Edwards started SB.TV 11 years ago for a simple reason: "There wasn't anything online." Today, SB.TV boasts more than 900,000 subscribers. Its five most-watched uploads — music videos by artists like Nines and YXNG BANE — all top 10 million views.
“I had a lot of mates that couldn't get played on mainstream platforms,” explains Edwards of his channel’s origins. “So I thought I'd create something where I can film my friends and upload it to YouTube." He knew he'd made it when artists outside his circle requested to be featured too. A decade later, SB.TV has organized events at Buckingham Palace. Edwards has even been appointed MBE.
But YouTube offers more than just distribution. The format has helped shape the sound, look, and attitude of the genre's biggest stars. One such artist is Lady Leshurr, a 28-year-old MC best known for her “Queen’s Speech” freestyles. Already an established voice in grime, Leshurr got the idea for the series watching videos online.
“I used to watch a lot of battle rap,” she explains. “And I always used to think [the MCs are] amazing but why are they not known?
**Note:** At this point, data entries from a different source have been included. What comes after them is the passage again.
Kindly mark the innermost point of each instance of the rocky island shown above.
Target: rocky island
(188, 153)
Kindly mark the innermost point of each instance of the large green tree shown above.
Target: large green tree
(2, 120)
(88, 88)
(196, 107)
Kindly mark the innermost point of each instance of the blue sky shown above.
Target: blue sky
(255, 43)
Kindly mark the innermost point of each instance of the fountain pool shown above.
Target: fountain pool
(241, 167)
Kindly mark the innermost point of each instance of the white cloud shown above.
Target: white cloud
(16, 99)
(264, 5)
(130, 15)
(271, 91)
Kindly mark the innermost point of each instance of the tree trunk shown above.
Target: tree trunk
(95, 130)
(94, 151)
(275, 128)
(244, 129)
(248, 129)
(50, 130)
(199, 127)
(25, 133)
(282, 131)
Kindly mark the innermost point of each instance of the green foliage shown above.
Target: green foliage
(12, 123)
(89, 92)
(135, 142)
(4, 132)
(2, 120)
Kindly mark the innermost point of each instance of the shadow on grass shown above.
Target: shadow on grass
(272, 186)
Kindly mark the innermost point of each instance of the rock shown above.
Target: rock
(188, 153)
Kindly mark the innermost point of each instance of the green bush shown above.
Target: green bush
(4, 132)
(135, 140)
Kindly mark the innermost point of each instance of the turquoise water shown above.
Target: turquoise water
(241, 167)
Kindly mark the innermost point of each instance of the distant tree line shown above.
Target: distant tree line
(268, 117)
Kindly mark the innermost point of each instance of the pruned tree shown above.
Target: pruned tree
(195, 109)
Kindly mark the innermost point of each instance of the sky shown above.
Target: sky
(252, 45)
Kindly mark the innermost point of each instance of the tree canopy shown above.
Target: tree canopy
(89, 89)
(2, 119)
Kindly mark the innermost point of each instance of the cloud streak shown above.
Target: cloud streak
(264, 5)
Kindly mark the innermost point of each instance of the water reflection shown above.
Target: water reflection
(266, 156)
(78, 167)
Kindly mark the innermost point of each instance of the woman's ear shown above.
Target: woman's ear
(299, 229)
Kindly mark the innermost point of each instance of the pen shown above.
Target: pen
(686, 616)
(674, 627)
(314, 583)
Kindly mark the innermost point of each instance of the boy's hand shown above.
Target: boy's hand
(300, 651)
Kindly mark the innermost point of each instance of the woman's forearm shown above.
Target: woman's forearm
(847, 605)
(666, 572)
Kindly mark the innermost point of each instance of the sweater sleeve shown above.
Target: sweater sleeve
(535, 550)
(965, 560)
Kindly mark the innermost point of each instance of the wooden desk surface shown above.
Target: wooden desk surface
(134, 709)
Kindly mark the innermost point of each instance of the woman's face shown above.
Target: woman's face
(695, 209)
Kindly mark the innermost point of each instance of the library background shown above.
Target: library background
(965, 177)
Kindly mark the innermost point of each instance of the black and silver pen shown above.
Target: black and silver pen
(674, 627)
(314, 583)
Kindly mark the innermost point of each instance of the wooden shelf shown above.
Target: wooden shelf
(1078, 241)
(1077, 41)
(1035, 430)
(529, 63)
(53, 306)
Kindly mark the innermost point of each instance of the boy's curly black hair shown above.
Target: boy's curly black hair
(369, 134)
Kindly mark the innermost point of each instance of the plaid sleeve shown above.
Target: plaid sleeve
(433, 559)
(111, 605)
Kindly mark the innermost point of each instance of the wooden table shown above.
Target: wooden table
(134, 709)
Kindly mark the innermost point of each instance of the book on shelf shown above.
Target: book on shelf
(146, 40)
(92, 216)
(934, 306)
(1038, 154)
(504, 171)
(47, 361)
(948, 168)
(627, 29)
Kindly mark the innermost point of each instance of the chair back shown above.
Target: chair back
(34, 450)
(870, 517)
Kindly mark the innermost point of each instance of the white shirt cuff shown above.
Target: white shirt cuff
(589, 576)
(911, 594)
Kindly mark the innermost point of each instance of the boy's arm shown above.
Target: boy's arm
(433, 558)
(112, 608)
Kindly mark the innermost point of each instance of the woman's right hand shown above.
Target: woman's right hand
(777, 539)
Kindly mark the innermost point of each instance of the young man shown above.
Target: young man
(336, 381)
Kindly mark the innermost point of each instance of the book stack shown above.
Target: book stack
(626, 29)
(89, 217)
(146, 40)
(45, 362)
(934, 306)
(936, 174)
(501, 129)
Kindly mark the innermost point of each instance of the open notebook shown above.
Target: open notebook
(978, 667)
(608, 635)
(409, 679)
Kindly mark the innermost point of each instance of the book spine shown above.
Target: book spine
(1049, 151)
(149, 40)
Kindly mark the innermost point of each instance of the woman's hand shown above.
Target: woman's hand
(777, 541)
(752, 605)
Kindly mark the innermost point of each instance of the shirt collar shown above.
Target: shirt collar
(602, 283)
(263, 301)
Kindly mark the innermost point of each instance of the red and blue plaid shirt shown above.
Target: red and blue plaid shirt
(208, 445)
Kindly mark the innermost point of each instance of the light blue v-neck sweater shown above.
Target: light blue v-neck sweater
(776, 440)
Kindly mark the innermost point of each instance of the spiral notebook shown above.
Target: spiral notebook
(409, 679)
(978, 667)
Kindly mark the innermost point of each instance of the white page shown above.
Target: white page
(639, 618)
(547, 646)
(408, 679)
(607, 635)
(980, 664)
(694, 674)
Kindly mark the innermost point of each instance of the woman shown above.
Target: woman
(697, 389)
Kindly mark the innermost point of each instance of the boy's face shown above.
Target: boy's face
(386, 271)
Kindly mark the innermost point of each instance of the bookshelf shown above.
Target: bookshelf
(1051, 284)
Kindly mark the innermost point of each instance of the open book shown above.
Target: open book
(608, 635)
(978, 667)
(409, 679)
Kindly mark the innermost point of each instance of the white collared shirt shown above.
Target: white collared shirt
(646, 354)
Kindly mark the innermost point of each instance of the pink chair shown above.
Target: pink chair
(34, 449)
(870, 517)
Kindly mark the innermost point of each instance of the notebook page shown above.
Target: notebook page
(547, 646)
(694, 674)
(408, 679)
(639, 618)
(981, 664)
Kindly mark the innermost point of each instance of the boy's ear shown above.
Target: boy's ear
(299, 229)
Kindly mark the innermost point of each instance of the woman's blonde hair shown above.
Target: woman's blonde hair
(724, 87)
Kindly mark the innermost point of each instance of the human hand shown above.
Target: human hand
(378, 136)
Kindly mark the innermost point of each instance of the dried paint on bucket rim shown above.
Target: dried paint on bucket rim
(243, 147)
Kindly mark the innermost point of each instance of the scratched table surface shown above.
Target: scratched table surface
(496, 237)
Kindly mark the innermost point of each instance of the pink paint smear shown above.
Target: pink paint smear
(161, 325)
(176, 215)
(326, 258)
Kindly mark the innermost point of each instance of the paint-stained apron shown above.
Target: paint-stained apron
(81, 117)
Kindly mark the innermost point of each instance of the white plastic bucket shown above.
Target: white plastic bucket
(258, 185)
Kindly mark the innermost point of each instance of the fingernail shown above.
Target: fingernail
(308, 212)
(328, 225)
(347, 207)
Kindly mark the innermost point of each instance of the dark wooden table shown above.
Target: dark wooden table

Then I thought that the reason they are probably not known is because they’re not making songs, so if they did battle rapper verses and a catchy little chorus it would probably be better. And I said, maybe I could do battle rap lyrics in the verse and then do a catchy chorus and see what happens.”
What happened was the “Queen's Speech” series, a collection of sharp, funny freestyles that quickly went viral, helped along by videos that were as confident, challenging, and playful as the music. To date, the series has over 100 million views, with Leshurr’s channel netting over 750,000 subscribers.
“YouTube is an amazing platform for any type of music,” notes Leshurr. “It's something where everyone can access it. You share things for the public to see. It's been a really good platform for me, just getting my music out there. You see visuals and you can leave comments and subscribe.”
“[YouTube] could influence how you want to take the next video,” says Edwards. “Or it could influence how you even do videos, or who to feature. I look at the comments to gain feedback, and also as a good thing for the artist as well, which I think is important.”
The community that’s sprung up on YouTube around the grime scene in the last decade has created this kind of positive feedback loop that Edwards describes. The platform has helped local artists gain worldwide exposure, and has helped fans to discover new music, as well as each other. These in turn feed back into the scene, leading to new songs, new images, new channels, and ultimately new ideas, such as the Stormzy and Jackson’s “Gang Signs & Prayer.”
“Grime is one of the most exciting genres in the world and I’m ecstatic that trailblazers like Stormzy are garnering the success and recognition they deserve. The rise of grime is a perfect example of how YouTube is a place for artists to express themselves creatively and a democratic platform to access a global fanbase,” explains Lyor Cohen, YouTube’s Global Head of Music. “We want to help both artists and the industry make the most of technology, and this project is an ideal symbol of that: a groundbreaking film that blends music, art and story in new way and it’s accessible to all on YouTube.”
“YouTube is a modern-day, universal jukebox,” adds the film’s director, Rollo Jackson. “It’s a platform without filter or prejudice. This film won’t just live on a particular website, or within a particular circle of friends. People anywhere in the world will have access to it. That’s a rare opportunity, to be able to make something this ambitious with almost no limitations.”